Dina Páucar (born 1969 in Tingo María, Huánuco, Peru) is a Peruvian Andean music singer and composer.

==Life==
Paucar was born in Tingo María, Huánuco en 1969. At the age of 10, she left her hometown to Peru's capital, Lima, where she did many lower-paid jobs: street vendor, food vendor, and housemaid. In many opportunities Paucar has said that she faced discrimination for being Andean Quechua-speaking women.

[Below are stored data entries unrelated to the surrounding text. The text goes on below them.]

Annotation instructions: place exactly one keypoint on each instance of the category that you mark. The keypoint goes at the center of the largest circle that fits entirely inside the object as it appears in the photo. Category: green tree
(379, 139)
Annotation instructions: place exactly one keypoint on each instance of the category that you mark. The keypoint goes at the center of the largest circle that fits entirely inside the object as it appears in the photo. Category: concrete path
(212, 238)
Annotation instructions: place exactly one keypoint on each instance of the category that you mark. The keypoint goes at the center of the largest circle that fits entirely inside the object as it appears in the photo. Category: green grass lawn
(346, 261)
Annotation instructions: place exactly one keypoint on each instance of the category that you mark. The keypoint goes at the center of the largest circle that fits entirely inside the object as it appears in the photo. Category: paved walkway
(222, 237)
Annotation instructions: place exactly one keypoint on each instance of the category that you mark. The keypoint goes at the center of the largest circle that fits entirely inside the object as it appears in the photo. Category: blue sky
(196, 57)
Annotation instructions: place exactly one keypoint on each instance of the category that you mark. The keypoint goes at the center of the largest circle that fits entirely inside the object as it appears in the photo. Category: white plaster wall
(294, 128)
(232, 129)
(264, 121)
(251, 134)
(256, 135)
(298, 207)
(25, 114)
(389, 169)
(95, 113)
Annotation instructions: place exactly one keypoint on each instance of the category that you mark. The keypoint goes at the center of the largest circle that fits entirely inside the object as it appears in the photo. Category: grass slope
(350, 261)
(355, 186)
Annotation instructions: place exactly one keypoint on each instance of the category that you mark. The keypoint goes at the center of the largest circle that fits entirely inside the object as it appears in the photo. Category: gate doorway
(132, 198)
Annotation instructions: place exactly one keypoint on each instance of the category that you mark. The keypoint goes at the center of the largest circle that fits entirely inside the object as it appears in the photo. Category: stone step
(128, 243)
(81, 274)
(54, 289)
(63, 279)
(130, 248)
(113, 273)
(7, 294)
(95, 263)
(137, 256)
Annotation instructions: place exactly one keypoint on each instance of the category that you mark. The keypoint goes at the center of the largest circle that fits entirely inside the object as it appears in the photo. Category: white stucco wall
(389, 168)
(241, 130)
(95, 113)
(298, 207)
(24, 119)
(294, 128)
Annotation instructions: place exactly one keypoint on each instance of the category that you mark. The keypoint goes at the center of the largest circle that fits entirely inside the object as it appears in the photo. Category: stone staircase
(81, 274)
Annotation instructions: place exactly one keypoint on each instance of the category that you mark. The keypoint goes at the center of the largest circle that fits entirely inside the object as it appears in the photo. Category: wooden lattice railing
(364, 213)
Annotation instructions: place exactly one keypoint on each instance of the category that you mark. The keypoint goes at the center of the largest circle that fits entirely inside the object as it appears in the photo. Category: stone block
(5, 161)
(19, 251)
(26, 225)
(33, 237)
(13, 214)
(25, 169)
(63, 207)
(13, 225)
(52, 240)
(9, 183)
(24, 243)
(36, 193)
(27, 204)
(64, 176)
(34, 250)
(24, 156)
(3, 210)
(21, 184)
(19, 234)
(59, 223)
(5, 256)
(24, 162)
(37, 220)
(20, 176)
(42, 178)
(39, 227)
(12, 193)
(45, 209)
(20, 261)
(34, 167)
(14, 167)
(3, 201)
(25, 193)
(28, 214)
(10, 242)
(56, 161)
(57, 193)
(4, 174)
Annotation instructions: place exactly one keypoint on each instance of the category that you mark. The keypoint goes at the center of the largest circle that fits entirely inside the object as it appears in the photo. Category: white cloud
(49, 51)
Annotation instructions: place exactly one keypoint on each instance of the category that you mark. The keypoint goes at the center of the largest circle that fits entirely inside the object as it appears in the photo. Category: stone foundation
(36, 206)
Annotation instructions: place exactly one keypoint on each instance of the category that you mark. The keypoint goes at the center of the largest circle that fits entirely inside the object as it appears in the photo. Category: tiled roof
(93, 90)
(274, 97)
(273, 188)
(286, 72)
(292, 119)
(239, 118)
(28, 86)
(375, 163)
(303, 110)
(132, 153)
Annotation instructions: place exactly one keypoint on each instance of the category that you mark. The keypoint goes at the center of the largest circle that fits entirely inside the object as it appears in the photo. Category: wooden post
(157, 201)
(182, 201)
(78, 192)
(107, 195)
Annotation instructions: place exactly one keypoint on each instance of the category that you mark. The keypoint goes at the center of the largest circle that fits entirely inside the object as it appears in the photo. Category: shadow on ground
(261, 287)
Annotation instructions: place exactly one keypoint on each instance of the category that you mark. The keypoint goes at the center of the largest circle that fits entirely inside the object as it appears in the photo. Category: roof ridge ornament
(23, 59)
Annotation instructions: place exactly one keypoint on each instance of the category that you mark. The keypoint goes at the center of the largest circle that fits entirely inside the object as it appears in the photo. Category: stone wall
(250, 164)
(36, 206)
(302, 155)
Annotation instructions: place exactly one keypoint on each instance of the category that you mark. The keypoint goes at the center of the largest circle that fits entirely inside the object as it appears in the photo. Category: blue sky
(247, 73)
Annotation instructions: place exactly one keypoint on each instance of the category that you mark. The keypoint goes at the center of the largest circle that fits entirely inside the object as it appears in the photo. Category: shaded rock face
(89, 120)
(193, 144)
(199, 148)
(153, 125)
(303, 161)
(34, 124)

After years of hard work, she was able to open a space within the Huayno music scene. Her musical albums became best-sellers and Paucar become one of the most successful singers and composers of contemporary Andean music. In 2004 Dina Paucar la lucha por un sueño, a TV sitcom inspired in her life and trajectory, was aired.

==Awards and honors==
In 2008 Paucar was named a Goodwill ambassador by UNICEF. In 2016 she was recognized as a Lima cultural ambassador by Peru's Ministry of Culture.

==Music==

- Dina Páucar (1994), La voz del amor: Mi tesoro. Prodisar E.I.R. Ltda., Lima. Casete
- La Diosa Hermosa del Amor. Arpa: Elmer Jesús. Danny Producciones, Lima. Disco compacto.
- Reinas del arpa 2003. Sonia Morales, Dina Páucar, Anita Santibáñez, Abencia Meza. Disco mp3 (161 títulos).